Ein möglicher internationaler Brennpunkt ist die grenzüberschreitende Migration. Obwohl an sich kein Konflikt, sehen einige Wissenschaftler das Thema – eine der größten Spannungsquellen in den USA und Europa – als einen kritischen Teil des Klima-Konfliktbildes. Der Klimawandel könnte die Migration direkt durch extreme Wetterereignisse und indirekt durchzunehmende interne Konflikte verstärken. „Was die Menschen beunruhigt, ist das Ausmaß der unfreiwilligen Migration über internationale Grenzen hinweg, was wirklich ein wichtiges Thema der öffentlichen Ordnung ist“ und „sehr, sehr klimasensibel“, sagt Neil Adger, Professor für Humangeographie an der Universität Exeter und ebenfalls Autor der aktuellen Naturstudie.
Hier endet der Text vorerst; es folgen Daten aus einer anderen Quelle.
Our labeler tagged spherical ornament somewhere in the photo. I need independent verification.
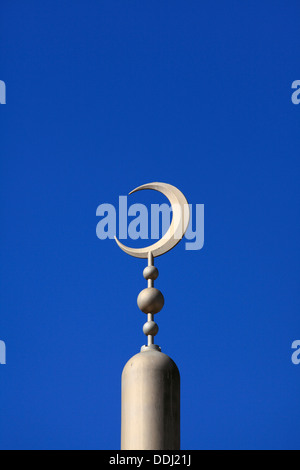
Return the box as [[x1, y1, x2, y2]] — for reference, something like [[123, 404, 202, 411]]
[[143, 320, 159, 336], [143, 266, 159, 281], [137, 287, 164, 314]]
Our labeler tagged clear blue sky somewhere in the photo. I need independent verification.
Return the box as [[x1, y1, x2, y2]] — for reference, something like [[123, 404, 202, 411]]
[[0, 1, 299, 450]]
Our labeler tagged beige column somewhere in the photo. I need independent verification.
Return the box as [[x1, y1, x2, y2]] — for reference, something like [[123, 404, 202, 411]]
[[121, 347, 180, 450]]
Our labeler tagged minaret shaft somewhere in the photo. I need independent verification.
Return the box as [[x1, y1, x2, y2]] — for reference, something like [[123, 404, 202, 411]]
[[121, 349, 180, 450]]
Burke und Hsiang verweisen beide auf eine Studie, aus der hervorgeht, dass die Zahl der Asylbewerber, die nach Europa abwandern, in diesem Jahrhundert in überdurchschnittlich warmen Jahren gestiegen ist. „Diese Menschen behaupten nicht, Klimaflüchtlinge zu sein, sondern Flüchtlinge, die politisches Asyl suchen – aber das scheint damit zusammenzuhängen, ob dort, woher sie kommen, extreme Hitzeperioden den Anbau zum Scheitern bringen“, sagt Hsiang. „So könnten sich lokale Wirtschaftsabschwünge in lokale Konflikte verwandeln, die dann die Menschen dazu veranlassen, aus diesen Regionen wegzugehen.“

Trump, Klima und Sicherheit – und das Pentagon

Obwohl das Weiße Haus offenbar mögliche Zusammenhänge zwischen Klima und Staatssicherheit herunterspielt, stellen Forscher fest, dass andere Teile der US-Regierung die Bedrohung erkennen. Das Pentagon veröffentlichte kürzlich einen Bericht, in dem es hieß, dass „die Auswirkungen eines sich ändernden Klimas ein nationales Sicherheitsproblem mit potenziellen Auswirkungen auf Missionen des Verteidigungsministeriums (DoD), Betriebspläne und Anlagen sind“. Die Sprecherin des DoD, Heather Babb, sagte Scientific American in einer Erklärung, dass das DoD in der Lage sein müsse, aktuelle und zukünftige Operationen anzupassen, um die Auswirkungen vieler Bedrohungen und Bedingungen zu bewältigen, einschließlich solcher aus Wetter, Klima und Naturereignissen“. Burke sagte, dass er vor kurzem von Mitgliedern der Sicherheits- und Geheimdienste für weitere Informationen kontaktiert wurde, um ihre Planung zu verbessern. „Sie nehmen es ernst und versuchen herauszufinden, was sie dagegen tun sollen“, sagt er.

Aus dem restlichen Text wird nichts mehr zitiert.